Siirt merkez Cumhuriyet İlkokulu öğretmeniyim.
Bir bahar akşamıydı.
Epeydir görüşemediğim bir arkadaşıma rastlamıştım. Hem söyleşmek, Hem de akşam
yemeği için bir lokantada oturduk. İki kadeh de atılırdı artık. Hasret gidermeyi bir hayli
sürdürdük. Çakırkeyif kafayla ve yiğitçe adımlarla düştük evin yoluna.
Karanlık sokakta üç kişiyle karşılaştık. Epeyce sarhoştular. Yani bizi geçkindiler. Hem
yalpalı yürüyüşlerinden, hem de son derecede yayvan konuşmalarından belliydi.
Benim elimde sigara vardı. Karşımdaki ateş istedi. O yıllarda yanan sigaramı vermez,
sigaramı karşımdakinin sigarasına tutuvererek yakardım. Gene öyle yaptım. Ancak karşıdaki
yalpalayınca benim sigara elini yaktı. Ondan önce yanındaki bastı küfrü. Birbirimize girdik.
Onlar üç kişiydi, fakat bizden daha çok sarhoş oldukları için, paketlemekte zorlanmadık.
Ne var ki gece bekçileri hepimizi toplayıp, merkez karakoluna götürdüler.
***
Masanın arkasında iri- yarı bir yetkili oturuyordu.
“ Sokakta kavga etmeye utanmıyor musunuz? diye haykıran sesi, daha da büyüktü.
Karşısına dizildik. Tek tek baştan aşağıya süzdü, fotoğraf çeker gibi.
İkimiz diğerlerinden farklıydık. İyi giyimli, eli- yüzü düzgünce görünüyorduk.
“ Siz nesiniz len?” dedi, bize.
“ Öğretmeniz” dedik.
“ Nerden mezunsunuz?”
Ben “ Düziçi’den” arkadaş da “ Gönen’den” dedik.
“ Sevsinler. Gücünüz bu garibanlara mı yetti?” demesini hiç anlayamamıştım:
Gariban dediklerini “ aşağı, değmez” diye mi niteliyordu; yoksa destek mi veriyordu?
Ya da bize ” Kendi alanınızda gıkınız çıkmaz, bu gibi zavallılara horozlanırsınız” mı
demek istemişti?
“ Boşaltın ceplerinizi” komutuna uyarak, masanın üstüne ayrı ayrı yığın yaptık.

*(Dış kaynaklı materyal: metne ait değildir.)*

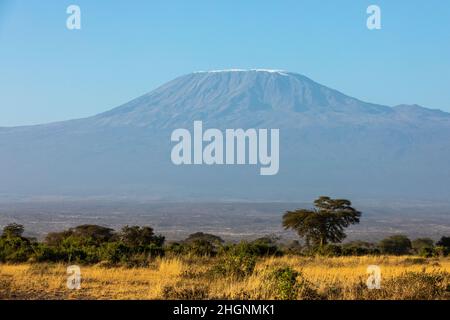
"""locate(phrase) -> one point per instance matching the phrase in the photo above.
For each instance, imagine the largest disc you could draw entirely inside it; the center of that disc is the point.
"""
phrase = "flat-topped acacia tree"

Param olmasa da iyi bir cüzdanım vardı. Naylonlu katmanlarına fotoğraf konurdu.
En önde de sınıfımızın grup fotoğrafı vardı. Grubun önünde sınıf öğretmenimiz kimyacı
Saime Soysal oturuyordu. Her sınıfın “ Sınıf Öğretmeni” olurdu. Ders dışı zamanlarda
da sınıfın sorunlarıyla ilgilenen “ Sınıf Anası” gibi bişeydi. Sanırım her arkadaşta vardı bu
fotolğraf. Güzel bir fotoğraftı. Daha güzeli de Saime Hanımdı. Hayran olunacak kadar
güzel bir kadındı. Yeni yetme duygularımız kabardığı anlarda, o duyguları beynimizden
kovmaya çalışırdık. Çünkü Saime öğretmen anamızdı, ablamızdı, kız kardeşimizdi.
Amirin dikkatini çekti benim cüzdan. Bir süre evirdi- çevirdi, inceledi; grup resmine
uzun uzun baktı:
Bu arada, şikâyetçi olup olmadığınızı sordu. Karşılıklı olarak şikâyetçi olmadığımızı
söyledik. Bir daha kavga etmeyeceklerine dair söz aldı, salıverdi işçileri.
Sonra bize döndü:
“ Kimin bu cüzdan?” dedi.
“ Benim efendim” dedim.
“ Bu fotoğraf ne?”
“ Sınıf arkadaşlarımızın grup fotoğrafı efendim”
“ Bu kadın kim?”
“ Kimya öğretmenimiz. Aynı zamanda sınıf öğretmenimiz. Aynı zamanda Anamız,
Ablamız, Bacımız efendim”
“ Adı ne?”
“ Saime Soysal efendim”
Masanın üstünde bişeyi işaret etti parmağıyla. Bir isim levhasıydı bu. Saim Soysal yazılıydı.
“ Sizin Ablanızsa- benim neyim eksik, benim de Ablamdır be!” deyiverdi.
Uzunca söyleşi ve kahveden sonra ayrılırken:
“ Bu yakınlığımız duyulmasa iyi olur. Kullanmaya kalkıp, sizi rahatsız ederler” demeyi de
unutmamıştı Saim Bey.
Gerçekten, sokak satıcısı kaçakçı kadınlar nasıl duyduysa duydular; başı sıkışan bizim
kapıyı çalıp, kapı açılır açılmaz elindeki eşyayı içeri atıp kaçmalar başladı. Polis, bekçi görüp
görmezden geliyordu.
Kaçakçı kadınların sattıkları küçük çaplı eşyalardı. Gazlı çakmak çeşitleri, naylon el işleri,
kaçak sayılan mutfak eşyaları ve naylon giysilerdi. Onca söz alıyorduk kaçakçılardan, bize
getirmeyin diye. Neyleyim ki kaçakçının sözü de kaçak oluyordu. Sıkışınca gene getirip,
yalvarmaya başlıyorlardı.
Giriş kapımızın üstündeki aydınlatma camı kırıktı. Yoksa onlar mı kırmışlardı, onu da
bilmiyorduk. İki karış kadar bir boşluktu bu. Bazen akşam sinemaya filan gittiğimizde, gece
kapıyı açmakta zorlanırdık. Çünkü kırık camdan atılanlar, kapının ardında yığılmış olurdu.
İyi ki Saim Bey naklen başka bölgeye gitti de kurtulduk.
Yoksa Sedat Peker’liğimiz gelişecekti yav.